Companies like FedEx sued for a full refund following the court’s decision, and Costco sued before the ruling. But beyond those headline cases, what are companies thinking about potential refunds?
KPMG shared with CFO Daily the early findings from its upcoming tariffs study, based on a survey of 300 U.S.-based C-suite and business leaders at organizations across sectors with annual revenues above $1 billion. Executives are divided on how to handle possible refunds and are reluctant to roll back prices even if costs ease.
For importers, the core issue is what to do if refunds materialize, Lou Abad, a principal in KPMG’s Washington National Tax, Trade and Customs Services group, told me. The importer of record pays duties and would receive any refund, raising questions about whether and how to share that value with customers or suppliers.
“It’s pretty murky how the importers will get the refunds,” Abad said. He continued, “So it’s really important for companies to take the necessary steps to preserve their right to refunds.” He stressed using administrative tools, such as protests and post-summary corrections, to keep claims alive. Those steps, he explains, may be required to secure “a day in court” if companies ultimately litigate in the Court of International Trade and other courts, especially given the volume of entries and the government’s potential reluctance to pay.
That complexity helps explain why about half of the respondents plan to work with third parties, such as law firms, to facilitate reimbursements and coordinate protests and potential litigation.
If refunds arrive, companies say they would most likely reinvest in supply chain diversification, resilience, working capital, or inventory.

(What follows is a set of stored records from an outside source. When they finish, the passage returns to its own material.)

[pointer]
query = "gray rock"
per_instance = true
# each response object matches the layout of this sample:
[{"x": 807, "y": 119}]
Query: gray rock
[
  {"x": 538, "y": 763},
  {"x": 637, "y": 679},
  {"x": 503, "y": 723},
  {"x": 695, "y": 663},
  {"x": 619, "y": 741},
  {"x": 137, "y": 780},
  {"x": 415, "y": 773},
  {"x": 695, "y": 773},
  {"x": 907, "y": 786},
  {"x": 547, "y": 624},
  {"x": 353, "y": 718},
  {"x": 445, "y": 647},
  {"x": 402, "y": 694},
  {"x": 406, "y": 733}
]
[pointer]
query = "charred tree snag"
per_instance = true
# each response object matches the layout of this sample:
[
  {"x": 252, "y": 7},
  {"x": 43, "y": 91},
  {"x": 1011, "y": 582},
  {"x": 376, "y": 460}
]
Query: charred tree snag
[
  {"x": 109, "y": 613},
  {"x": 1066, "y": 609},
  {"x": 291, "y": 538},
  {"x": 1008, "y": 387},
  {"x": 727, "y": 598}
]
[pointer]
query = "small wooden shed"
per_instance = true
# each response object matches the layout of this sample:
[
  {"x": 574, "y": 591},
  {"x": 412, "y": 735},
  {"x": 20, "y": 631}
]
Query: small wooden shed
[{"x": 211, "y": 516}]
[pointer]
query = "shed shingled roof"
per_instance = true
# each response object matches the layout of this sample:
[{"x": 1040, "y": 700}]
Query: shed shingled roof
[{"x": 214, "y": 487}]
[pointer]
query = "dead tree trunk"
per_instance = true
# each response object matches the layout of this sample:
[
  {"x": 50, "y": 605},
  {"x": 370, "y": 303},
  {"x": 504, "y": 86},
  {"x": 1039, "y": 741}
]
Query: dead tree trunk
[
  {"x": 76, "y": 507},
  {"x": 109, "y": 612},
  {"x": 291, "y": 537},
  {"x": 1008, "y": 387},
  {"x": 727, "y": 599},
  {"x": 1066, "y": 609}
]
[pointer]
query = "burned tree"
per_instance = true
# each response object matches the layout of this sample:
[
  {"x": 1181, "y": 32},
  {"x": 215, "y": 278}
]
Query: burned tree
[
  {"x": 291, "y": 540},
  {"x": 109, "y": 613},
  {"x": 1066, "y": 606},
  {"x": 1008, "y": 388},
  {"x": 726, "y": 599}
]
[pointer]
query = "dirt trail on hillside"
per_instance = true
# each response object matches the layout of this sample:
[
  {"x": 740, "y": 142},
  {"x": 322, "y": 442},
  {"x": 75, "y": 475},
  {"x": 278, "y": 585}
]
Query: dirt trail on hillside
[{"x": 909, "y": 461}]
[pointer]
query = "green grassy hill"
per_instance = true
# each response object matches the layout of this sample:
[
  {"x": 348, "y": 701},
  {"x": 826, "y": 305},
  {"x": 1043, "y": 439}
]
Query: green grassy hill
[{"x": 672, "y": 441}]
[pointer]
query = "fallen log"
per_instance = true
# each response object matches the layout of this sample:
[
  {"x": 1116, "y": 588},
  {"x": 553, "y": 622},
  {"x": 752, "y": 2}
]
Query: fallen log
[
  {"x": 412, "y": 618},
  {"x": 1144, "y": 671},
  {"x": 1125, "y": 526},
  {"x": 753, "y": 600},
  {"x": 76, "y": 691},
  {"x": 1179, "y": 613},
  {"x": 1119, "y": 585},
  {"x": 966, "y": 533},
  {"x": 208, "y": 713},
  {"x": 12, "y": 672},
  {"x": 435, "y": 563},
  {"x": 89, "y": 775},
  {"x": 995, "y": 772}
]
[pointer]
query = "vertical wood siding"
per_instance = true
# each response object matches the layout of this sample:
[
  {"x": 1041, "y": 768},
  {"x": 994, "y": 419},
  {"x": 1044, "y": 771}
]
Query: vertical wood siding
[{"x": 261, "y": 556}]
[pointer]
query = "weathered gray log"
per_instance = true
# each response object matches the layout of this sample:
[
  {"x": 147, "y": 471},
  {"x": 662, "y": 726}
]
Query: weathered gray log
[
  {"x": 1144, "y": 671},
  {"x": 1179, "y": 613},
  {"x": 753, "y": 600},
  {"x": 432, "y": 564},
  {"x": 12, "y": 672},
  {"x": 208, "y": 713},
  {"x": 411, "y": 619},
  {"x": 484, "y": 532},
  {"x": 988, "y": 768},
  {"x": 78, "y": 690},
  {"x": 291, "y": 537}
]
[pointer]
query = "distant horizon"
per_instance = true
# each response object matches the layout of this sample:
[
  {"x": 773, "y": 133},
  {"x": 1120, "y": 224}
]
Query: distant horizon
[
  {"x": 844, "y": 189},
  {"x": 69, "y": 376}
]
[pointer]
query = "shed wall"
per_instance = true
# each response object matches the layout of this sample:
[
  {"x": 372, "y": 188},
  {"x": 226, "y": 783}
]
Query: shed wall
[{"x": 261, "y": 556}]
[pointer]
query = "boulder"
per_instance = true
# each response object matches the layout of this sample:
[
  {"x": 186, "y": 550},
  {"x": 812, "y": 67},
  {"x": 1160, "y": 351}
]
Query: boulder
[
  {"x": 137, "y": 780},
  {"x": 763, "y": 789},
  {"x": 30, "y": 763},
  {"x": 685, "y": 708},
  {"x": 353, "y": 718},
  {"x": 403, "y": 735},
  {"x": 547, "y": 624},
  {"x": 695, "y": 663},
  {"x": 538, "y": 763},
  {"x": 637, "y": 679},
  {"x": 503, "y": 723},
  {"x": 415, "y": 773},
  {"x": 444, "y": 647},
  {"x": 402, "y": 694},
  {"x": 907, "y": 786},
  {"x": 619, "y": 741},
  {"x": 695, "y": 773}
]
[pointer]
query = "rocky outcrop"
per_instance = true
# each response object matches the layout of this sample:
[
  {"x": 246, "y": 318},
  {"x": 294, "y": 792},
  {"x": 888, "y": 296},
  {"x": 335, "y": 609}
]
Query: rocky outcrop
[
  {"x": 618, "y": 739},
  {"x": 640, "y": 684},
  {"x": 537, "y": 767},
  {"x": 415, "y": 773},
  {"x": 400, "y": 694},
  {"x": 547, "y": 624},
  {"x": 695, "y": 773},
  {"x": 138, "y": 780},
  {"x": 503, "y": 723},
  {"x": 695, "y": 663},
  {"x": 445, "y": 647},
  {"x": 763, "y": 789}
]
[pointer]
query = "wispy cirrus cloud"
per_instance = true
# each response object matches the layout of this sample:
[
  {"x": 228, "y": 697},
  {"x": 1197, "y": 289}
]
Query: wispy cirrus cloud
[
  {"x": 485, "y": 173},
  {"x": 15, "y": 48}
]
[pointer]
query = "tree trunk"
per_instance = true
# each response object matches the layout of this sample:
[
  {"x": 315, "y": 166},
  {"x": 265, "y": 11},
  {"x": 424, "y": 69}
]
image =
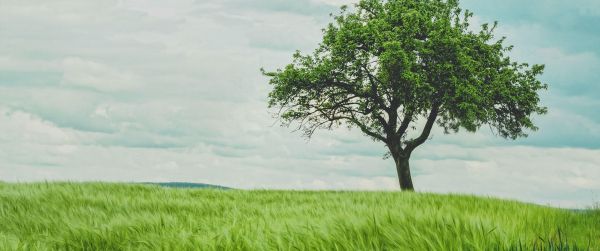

Some may share funds with trading partners where tariff-sharing agreements exist, Abad said. But many contracts never contemplated refunds. In those cases, whether to pass money downstream or treat it as a windfall will likely be decided case by case, particularly as the administration signals new tariffs under other legal authorities, he said.
One striking survey finding is how few companies plan to reverse earlier price hikes. Thirty-four percent would implement a partial rollback, 30% would use temporary promotional pricing, and just 18% would fully remove prior surcharges. Abad attributes this to the familiar “stickiness” of prices: once a company raises prices to accommodate inflation or a cost shock like tariffs, it can be difficult to roll them back, and those higher levels often become the new floor.That stickiness is reinforced by policy signals. With the administration considering additional tariff actions, companies see little reason to reset prices downward only to face another round of cost increases.
For CFOs and senior leaders, tariffs are less a discrete risk event than a structural feature of the landscape. As Abad sees it, what’s changed is not their presence but the volatility around rates, exemptions, and overlapping measures. This creates what Abad describes as a “revolving goal” for companies: tracking shifting rates, managing stacked tariffs under different authorities, and determining which rules apply to each shipment.
“I think most companies are just waiting for guidance from the Court of International Trade and other authorities to see how this refund process will play out,” Abad said.